第6章 「チーム・ホウセイ」としての新出発


右も左も分からない中での業務はすべてが手探りであったが、

邦男が遺した足跡は確実に彼女らを導いていた。

善子は新たな代表取締役に、娘のかほるは専務取締役となり、「新生ホウセイ」が始動した。
 

それから2年。

多くの人々の支えがあったからこそ、ここまでやって来ることができた。

しかし、もう邦男の足跡を辿ってばかりはいられない。

邦男が作ってきたお客様との絆のバトンを受け、新たな絆を作るため に走り出さなければならない。

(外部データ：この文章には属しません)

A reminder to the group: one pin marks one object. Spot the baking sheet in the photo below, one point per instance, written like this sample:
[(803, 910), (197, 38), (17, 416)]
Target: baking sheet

邦男個人の技量には到底敵わないことは百も承知である。

「第2の美好邦男」を作ることもできない。

ただ、ありのままの自分たちで、自分たちらしい「第2のホウセイ」を作ることはできる


時代の変遷と共にお客様の要望もどんどんと変わりつつある中で、

「お客様を大事にし、どうお役に立てるかを考え、喜んでいただく」

という邦男の信念を受け継ぎながら、

さらに専門性を磨いた社員一人一人が一 体となり、

道を拓いていく──

 

「チーム・ホウセイの新たな物語の幕開けを邦男もきっと喜んでいるに違いない。